Why this matters for the exam

Network Fundamentals is 20% of the CCNA 200-301 v1.1 exam and component identification anchors many other questions. On a ~100-question, 120-minute exam scored on roughly an 825/1000 scale, you cannot afford to confuse a switch with a router. Know each device's OSI layer, its forwarding key (MAC vs IP), and where it sits in the topology.

Routers (Layer 3)

A router is a Layer 3 (Network layer) device that forwards packets between different IP networks. It chooses an exit interface and next hop by performing a longest-prefix match against its routing table. Routers terminate broadcast domains: a broadcast frame is never forwarded out a routed interface, so every router interface defines a separate broadcast domain. Routers connect dissimilar media (Ethernet to serial/WAN) and provide services such as NAT, DHCP relay, and access control lists (ACLs).

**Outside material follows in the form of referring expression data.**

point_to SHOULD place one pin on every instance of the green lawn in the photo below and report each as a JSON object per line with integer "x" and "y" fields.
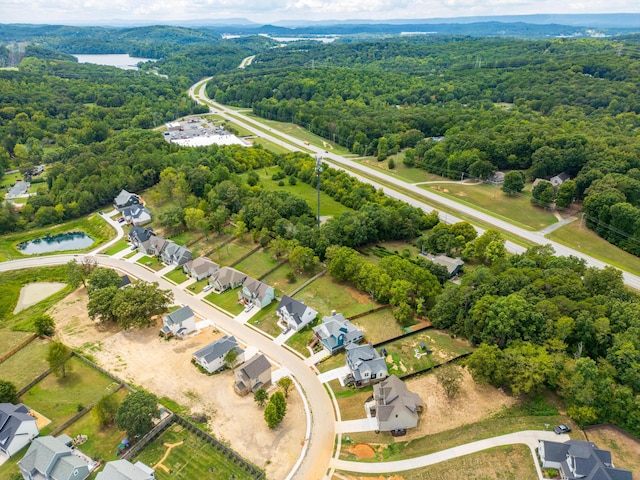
{"x": 191, "y": 459}
{"x": 59, "y": 399}
{"x": 257, "y": 264}
{"x": 578, "y": 236}
{"x": 491, "y": 199}
{"x": 92, "y": 225}
{"x": 26, "y": 364}
{"x": 177, "y": 276}
{"x": 153, "y": 263}
{"x": 227, "y": 301}
{"x": 324, "y": 295}
{"x": 10, "y": 339}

Switches (Layer 2 and Layer 3)

A Layer 2 switch forwards frames based on the 48-bit destination MAC address, building its MAC table by reading the source MAC of every inbound frame. Each switch port is its own collision domain; by default all ports share one broadcast domain unless VLANs divide them. A Layer 3 (multilayer) switch adds IP routing in hardware (ASICs) and uses switched virtual interfaces (SVIs) to route between VLANs at wire speed, replacing slower router-on-a-stick designs in the campus.

Firewalls and IPS

A firewall enforces a security policy between trust zones (inside, outside, DMZ). A stateful firewall tracks each connection in a state table, automatically permitting return traffic for sessions it initiated; a stateless filter evaluates each packet in isolation. A next-generation firewall (NGFW) such as Cisco Secure Firewall adds application awareness, URL filtering, and integrated intrusion prevention.

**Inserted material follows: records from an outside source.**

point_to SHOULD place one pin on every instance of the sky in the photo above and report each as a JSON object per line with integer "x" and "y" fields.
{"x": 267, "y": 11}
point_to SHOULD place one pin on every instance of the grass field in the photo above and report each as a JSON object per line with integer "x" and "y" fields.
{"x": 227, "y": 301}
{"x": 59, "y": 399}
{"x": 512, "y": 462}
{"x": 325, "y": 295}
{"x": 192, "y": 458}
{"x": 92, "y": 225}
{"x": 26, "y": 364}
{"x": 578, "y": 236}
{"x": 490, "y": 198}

An intrusion prevention system (IPS) sits inline and can drop malicious packets in real time, whereas an intrusion detection system (IDS) receives a copy of traffic (via SPAN/tap) and only alerts. The exam loves this distinction: inline-and-blocking = IPS; out-of-band-and-alerting = IDS.

Wireless components

An access point (AP) bridges 802.11 wireless clients onto the wired LAN, converting between RF frames and Ethernet frames. Autonomous APs are configured individually; lightweight APs are managed centrally by a wireless LAN controller (WLC) using CAPWAP tunnels, which simplifies channel, power, and security at scale.

Endpoints, servers, PoE, and controllers

Endpoints are clients (PCs, phones, IoT). Servers provide DNS, DHCP, web, and file services and are commonly virtualized. Power over Ethernet (PoE) lets switches power APs and IP phones over the same copper that carries data. Cisco Catalyst Center (the controller formerly named DNA Center) centralizes policy, automation, and assurance across the campus fabric.

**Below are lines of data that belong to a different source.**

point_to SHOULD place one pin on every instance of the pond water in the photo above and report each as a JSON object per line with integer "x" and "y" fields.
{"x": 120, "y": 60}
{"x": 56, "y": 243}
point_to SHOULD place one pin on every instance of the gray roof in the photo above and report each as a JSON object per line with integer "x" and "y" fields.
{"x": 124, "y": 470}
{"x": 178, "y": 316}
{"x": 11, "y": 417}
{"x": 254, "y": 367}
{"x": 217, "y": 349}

Quick-reference: device vs layer vs forwarding key

How the pieces interact (worked scenario)

Trace a PC browsing a web server in another building. The PC's frame reaches its access switch, which forwards by MAC. To leave its own subnet, the frame goes to the default gateway, an SVI on a Layer 3 switch or a router, which strips the Layer 2 frame, reads the destination IP, and routes the packet toward the data-center block. Along the way the firewall/NGFW inspects the session against policy, and an inline IPS scans for known exploits. The reply traverses the same chain in reverse.

Notice that the router rewrites the Layer 2 header at each hop but preserves the Layer 3 source/destination IPs end to end, this is the single most important behavior to internalize for the whole exam.

Collision vs broadcast domains by device

The number of domains each device creates is a recurring question:

• A hub has one collision domain and one broadcast domain across all ports.
• A switch gives one collision domain per port but one broadcast domain per VLAN.
• A router creates a separate broadcast domain on every interface, this is the defining difference between a router and a switch.

So a topology with a router connecting two switches has at least two broadcast domains, while the same two switches cabled directly together (no router, one VLAN) form a single broadcast domain.

Endpoint and server placement

In the campus, endpoints attach at the access layer and servers live in a dedicated data-center block, often virtualized, attached to high-speed access switches near the core. Placing servers close to the core minimizes the hop count for the heavy traffic they generate. APs also attach at the access layer and draw PoE from the switch, so the switch must support the right PoE class for the AP model.

Common traps

• A hub is Layer 1 only and floods everything (one collision domain); it is legacy but still tested as a contrast to switches.
• Saying a switch "breaks up broadcast domains" is wrong unless VLANs or a router are involved, a plain switch in one VLAN is a single broadcast domain.
• IDS cannot stop an attack by itself, only an IPS (inline) or firewall can drop the packet.
• A stateless filter cannot automatically permit return traffic, that requires a stateful firewall tracking the connection.